I think Carl is right on this---and this really is one of the most valuable lessons you can learn from Peter's work. The fact that we're part immanence and part transcendence seems to mean it's inevitable there will be some tinkering with our natures---or at the least the conditions for the expression of our natures-- but nature itself turns out to be surprisingly recalcitrant to wholesale revision (one of the lessons of Mansfield's Manliness too). So, following Peter, we're stuck with virtue which means stuck with prudence as well---the repudiation of this prudence is an implicit premise of Pinker's argument.

I don't know what is new in chaos theory, but when I was reading about it, one point sent my Christian heart racing. Statistically analyzing chaos, it was found that earthly chaos has boundaries. Chaotic events can only go so far, do so much, last so long and that's it. Back when I was reading, the "why" of the matter was still open to question. My Christian presumption leaped in with my answer.

Isn't it going to be interesting to see the limits to this?

Dale Michaud, the autonomy issue can be played the other way - because a woman is autonomous, the child has no right there, as if it were an invader, an enemy alien. You can repel an invader in any way necessary and be justified.
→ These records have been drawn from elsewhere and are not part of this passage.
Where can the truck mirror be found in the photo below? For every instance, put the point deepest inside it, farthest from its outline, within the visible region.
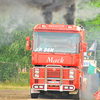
(83, 47)
(27, 43)
(27, 38)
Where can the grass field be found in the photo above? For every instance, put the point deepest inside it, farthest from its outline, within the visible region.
(3, 86)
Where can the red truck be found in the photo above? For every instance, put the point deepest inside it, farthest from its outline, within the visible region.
(57, 56)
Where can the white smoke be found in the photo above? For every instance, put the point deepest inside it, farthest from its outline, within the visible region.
(88, 12)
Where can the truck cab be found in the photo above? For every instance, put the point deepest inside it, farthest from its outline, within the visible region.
(58, 57)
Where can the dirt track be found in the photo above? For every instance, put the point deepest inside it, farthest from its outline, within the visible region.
(8, 94)
(18, 95)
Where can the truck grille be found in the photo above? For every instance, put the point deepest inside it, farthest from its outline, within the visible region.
(51, 73)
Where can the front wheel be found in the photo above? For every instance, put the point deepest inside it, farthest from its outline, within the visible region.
(34, 95)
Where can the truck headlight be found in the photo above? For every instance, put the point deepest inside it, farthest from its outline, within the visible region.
(65, 87)
(71, 72)
(37, 71)
(35, 86)
(40, 86)
(71, 76)
(36, 75)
Very intelligent women have told me that their abortions were justified, as when removing a bullet or "like pulling a splinter" or eliminating a virus would be justified as matters of self-defense. Without conferring the dignity of human life to the autonomous life form, anything goes.

How can the unborn both be an enemy invader and nothing more than appendage?

Morever, an enemy invader implicitly means that the 'thing' inside is life.

But, yes, I agree, with abortion anything goes.

Also, only in rape could the 'invader' be truly classified as such.

But, that would be assuming the sperm and the unborn would be the aggressor, the assaulting entity, while the egg would be the victim.

Such convuluted logic goes abortion. And, in my opinion, only happens to make the woman who have them feel better, justify, about their god-like power over another innocent life.